The U.C.L.A. Uproar: Don’t Kid Yourself–We all Have Biases
The New York Times reported today on the troubling case of the U.C.L.A. Student Council. A Jewish student at U.C.L.A., Rachel Beyda, was being interviewed for possible membership in the council. According to the Times, the first question she was asked was this:
“Given that you are a Jewish student and very active in the Jewish community,” Fabienne Roth, a member of the Undergraduate Students Association Council, began, looking at Ms. Beyda at the other end of the room, “how do you see yourself being able to maintain an unbiased view?”
Right afterwards the Board voted to reject Beyda’s candidacy. After the strong prodding of a faculty member and further discussion, however, they reversed the decision and elected her.
The incident, rightly so, has created a firestorm at U.C.L.A. Imagine if they had challenged the candidacy of the (hypothetical) white captain of the football team, noting that he would not be able to be objective if an athlete were brought in for disciplinary action; or, an African-American student, telling her they doubted she would be impartial towards certain ethnic or racial groups. Phew!
When I teach empathy, which is a foundational ability of trusted advisors, I talk about three core attributes you have to develop and manifest in your client interactions:
- Listening skills
Self-awareness means awareness of your biases. Do certain types of people upset you and knock you off balance? Do you have certain (perhaps unconscious) attitudes towards people of color, men or women executives, older managers, younger managers, etc.? If you don’t get in touch with these, you won’t listen to the other person. You will discount what they say.
Many women professionals I have worked with have experienced gender bias at some point in their careers, for example. I have heard dozens of stories in this regard and they are all similar: A woman executive goes to a meeting with a man who is her junior. The men on the other side of the table act as if the man who is with her is her boss, and direct all their attention towards him, ignoring her.
One woman lawyer told me that early in her career, a potential client called her up to discuss using her legal services. When he learned what her billing rate was, he replied, “Based on your picture I didn’t think you’d be charging that much.” You can’t make this stuff up.
Similarly, studies have shown that African-American patients get less good medical care from certain types of specialists (like cardiologists). Why? We don’t know, but I suspect it may be because their doctors don’t listen as carefully to them, based on subconscious (or even possibly explicit) biases.
In the case of the U.C.L.A. Student Council, many different levels of bias were revealed.
First, anti-semitism (it’s an old trope: Jews are not loyal to their country/company/organization/community etc.).
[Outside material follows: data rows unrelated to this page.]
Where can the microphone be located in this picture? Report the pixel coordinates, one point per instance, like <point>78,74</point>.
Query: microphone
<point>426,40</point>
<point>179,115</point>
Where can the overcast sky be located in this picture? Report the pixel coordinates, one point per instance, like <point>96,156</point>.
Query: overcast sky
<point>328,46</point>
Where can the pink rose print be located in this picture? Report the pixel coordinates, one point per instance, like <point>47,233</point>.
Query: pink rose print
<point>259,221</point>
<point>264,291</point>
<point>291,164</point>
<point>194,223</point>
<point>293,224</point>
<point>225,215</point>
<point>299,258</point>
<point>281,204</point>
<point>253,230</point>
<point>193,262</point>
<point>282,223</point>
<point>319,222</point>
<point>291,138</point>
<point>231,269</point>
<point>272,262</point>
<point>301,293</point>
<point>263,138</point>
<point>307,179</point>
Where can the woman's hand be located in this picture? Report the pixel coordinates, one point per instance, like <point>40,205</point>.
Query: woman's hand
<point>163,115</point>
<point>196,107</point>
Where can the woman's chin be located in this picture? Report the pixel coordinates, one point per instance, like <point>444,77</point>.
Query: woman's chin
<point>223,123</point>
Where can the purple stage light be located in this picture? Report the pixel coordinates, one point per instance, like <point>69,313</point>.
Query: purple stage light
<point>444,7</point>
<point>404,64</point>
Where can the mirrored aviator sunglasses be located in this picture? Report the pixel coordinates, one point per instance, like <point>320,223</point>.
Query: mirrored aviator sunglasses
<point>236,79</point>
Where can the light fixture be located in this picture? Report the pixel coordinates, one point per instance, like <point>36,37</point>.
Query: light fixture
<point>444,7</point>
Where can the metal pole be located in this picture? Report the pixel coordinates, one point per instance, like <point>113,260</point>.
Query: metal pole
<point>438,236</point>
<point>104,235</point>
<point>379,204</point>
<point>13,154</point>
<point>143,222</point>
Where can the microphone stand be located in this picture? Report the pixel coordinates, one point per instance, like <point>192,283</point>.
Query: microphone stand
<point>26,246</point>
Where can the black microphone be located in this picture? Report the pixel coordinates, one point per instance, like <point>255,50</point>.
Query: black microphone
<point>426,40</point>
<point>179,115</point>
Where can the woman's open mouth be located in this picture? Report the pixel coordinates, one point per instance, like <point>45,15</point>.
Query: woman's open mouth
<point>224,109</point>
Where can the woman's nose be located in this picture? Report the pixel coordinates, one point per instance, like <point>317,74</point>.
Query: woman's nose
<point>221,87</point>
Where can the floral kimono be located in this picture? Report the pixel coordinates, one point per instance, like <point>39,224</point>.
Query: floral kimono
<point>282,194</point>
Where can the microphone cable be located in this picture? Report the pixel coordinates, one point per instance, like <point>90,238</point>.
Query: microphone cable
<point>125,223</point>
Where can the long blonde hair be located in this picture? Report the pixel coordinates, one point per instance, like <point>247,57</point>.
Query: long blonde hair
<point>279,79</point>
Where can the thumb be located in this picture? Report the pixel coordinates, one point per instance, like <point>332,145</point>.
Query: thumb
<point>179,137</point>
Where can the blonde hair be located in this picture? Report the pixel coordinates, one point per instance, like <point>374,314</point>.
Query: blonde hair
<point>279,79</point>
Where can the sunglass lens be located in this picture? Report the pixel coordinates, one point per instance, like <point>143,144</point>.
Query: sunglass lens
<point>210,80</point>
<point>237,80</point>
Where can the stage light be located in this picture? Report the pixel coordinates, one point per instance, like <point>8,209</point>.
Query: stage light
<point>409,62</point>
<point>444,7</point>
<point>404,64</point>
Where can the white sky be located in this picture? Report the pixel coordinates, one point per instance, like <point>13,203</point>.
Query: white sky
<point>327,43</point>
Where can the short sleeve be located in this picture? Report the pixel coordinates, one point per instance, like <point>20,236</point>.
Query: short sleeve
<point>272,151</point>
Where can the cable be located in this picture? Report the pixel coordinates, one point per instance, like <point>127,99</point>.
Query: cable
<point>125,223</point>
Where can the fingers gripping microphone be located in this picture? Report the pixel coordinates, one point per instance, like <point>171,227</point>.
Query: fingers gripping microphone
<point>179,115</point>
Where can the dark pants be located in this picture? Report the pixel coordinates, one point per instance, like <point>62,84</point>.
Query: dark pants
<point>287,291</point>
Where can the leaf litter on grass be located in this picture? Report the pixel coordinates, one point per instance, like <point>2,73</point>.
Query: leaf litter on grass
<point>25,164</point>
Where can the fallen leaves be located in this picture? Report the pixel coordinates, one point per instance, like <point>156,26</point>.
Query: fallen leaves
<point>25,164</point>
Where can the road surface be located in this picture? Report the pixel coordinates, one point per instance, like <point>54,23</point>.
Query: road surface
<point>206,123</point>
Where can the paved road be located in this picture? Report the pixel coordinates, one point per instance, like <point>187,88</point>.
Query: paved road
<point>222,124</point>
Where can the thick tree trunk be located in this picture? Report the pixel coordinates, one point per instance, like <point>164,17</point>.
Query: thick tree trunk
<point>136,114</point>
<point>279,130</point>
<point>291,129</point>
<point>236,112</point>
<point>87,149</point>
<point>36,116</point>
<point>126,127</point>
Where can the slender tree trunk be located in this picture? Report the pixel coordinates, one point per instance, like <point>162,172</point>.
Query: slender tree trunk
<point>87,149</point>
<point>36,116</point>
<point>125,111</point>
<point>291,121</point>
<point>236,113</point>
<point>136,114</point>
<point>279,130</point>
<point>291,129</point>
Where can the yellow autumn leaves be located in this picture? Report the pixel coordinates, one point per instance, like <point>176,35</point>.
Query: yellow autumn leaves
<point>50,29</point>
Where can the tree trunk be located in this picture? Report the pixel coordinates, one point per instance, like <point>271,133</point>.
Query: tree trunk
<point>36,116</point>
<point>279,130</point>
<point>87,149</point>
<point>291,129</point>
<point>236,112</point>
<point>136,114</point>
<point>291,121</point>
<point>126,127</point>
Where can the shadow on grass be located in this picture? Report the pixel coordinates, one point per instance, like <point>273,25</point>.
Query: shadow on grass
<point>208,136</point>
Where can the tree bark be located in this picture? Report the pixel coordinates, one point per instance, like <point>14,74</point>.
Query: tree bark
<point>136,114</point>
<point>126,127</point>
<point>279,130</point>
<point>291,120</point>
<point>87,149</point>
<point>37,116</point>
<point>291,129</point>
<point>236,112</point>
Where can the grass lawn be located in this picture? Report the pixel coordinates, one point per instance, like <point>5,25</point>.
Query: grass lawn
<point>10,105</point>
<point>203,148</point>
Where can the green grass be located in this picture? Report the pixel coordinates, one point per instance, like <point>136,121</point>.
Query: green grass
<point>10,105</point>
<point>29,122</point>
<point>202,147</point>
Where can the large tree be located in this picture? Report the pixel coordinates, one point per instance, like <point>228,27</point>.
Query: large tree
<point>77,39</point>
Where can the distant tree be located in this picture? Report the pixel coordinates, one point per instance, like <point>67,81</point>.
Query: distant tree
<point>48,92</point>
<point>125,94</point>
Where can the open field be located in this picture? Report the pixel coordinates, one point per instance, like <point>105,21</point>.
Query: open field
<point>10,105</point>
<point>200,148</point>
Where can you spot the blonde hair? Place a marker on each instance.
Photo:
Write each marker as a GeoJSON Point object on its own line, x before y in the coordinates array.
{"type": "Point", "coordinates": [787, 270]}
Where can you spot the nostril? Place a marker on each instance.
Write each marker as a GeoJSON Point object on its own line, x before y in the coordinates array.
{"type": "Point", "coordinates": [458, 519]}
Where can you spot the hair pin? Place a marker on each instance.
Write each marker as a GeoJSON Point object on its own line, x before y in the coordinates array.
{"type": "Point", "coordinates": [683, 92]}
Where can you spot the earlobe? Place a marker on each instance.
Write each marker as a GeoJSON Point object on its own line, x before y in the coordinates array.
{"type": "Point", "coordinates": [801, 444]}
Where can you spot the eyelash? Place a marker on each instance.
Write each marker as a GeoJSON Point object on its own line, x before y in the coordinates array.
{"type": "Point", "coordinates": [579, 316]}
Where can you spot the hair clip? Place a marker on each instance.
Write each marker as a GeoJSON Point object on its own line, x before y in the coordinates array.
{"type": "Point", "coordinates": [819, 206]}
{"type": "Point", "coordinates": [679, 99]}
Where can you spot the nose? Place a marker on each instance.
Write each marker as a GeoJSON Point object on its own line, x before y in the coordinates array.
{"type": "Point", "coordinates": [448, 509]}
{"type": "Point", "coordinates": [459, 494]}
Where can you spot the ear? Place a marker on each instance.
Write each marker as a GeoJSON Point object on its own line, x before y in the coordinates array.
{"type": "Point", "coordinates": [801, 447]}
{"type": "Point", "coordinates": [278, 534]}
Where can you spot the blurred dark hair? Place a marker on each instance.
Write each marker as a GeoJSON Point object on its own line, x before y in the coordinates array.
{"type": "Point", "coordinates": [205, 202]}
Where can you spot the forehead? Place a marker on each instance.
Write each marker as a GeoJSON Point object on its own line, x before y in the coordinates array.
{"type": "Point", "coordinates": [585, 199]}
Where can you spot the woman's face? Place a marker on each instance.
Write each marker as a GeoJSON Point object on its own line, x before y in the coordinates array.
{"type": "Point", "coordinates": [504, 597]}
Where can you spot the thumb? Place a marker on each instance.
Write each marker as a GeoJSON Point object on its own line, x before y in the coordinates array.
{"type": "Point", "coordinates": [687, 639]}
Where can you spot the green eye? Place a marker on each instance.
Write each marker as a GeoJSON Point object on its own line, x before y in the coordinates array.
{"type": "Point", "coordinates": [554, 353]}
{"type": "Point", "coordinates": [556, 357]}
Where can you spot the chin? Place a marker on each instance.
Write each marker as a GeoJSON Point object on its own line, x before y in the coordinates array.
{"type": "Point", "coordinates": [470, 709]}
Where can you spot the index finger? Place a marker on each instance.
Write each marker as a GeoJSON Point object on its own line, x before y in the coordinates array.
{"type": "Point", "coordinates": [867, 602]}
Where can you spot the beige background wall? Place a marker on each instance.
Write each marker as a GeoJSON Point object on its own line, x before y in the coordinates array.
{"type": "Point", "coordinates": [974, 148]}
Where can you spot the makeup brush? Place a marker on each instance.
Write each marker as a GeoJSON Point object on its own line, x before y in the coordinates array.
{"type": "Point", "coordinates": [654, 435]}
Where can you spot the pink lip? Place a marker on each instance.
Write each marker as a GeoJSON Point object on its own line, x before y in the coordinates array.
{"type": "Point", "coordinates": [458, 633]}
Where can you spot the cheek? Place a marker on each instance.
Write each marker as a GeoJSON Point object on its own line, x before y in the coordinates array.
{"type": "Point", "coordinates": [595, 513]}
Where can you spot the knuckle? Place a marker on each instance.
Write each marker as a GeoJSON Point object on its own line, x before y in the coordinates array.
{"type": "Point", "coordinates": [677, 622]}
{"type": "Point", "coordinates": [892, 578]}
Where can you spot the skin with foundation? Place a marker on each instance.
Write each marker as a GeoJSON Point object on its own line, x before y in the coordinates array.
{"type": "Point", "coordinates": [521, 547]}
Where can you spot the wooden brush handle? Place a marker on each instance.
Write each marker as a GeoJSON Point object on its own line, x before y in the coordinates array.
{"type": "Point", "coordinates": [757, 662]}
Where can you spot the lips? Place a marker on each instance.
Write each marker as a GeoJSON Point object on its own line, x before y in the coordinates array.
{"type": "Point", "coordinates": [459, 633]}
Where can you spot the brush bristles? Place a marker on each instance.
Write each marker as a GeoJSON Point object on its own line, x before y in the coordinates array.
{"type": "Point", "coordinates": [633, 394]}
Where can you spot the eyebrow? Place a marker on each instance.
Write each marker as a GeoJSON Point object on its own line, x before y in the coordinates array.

Second—and more subtly—anti-faith. The idea—which is false—is this: If you have a strong religious faith, you can’t be objective. Only a thoroughly secular perspective is truly impartial. But this is patently untrue, because—for example—atheism or agnosticism is itself a faith and specific worldview. It is not an “unbiased” perspective—it is a truth claim just like belief in God is a truth claim. This is a subtle but important point. Just as having a strong faith can influence your opinions on different issues, so does secularism. Here are a few examples: Something as basic as a belief or non-belief in an afterlife will dramatically influence your views about what’s important in this life. Or, someone who does not believe in a supreme being or God may be more inclined to accept situational ethics and “relative morality”, whereas in the opposite case, someone who does believe in God is more apt to point to absolute ethical or moral standards that transcend the “current situation.” Having traveled and worked in nearly 40 countries, I have seen this first hand: What we in America think of as being true and important isn’t necessarily so in another culture. Who’s right?
Remember, biases are harmful in many ways, not least because they cause you to not listen and to devalue what the other person has said–and, to devalue them as an individual.
So the starting point for a truly egalitarian society is actually self-awareness. That is, realizing that your intellectual admiration for the idea of equality will be instantly overcome by your conscious or subconscious biases. And believe me, you—and I—have them.
And the next step is having the courage to give up our biases.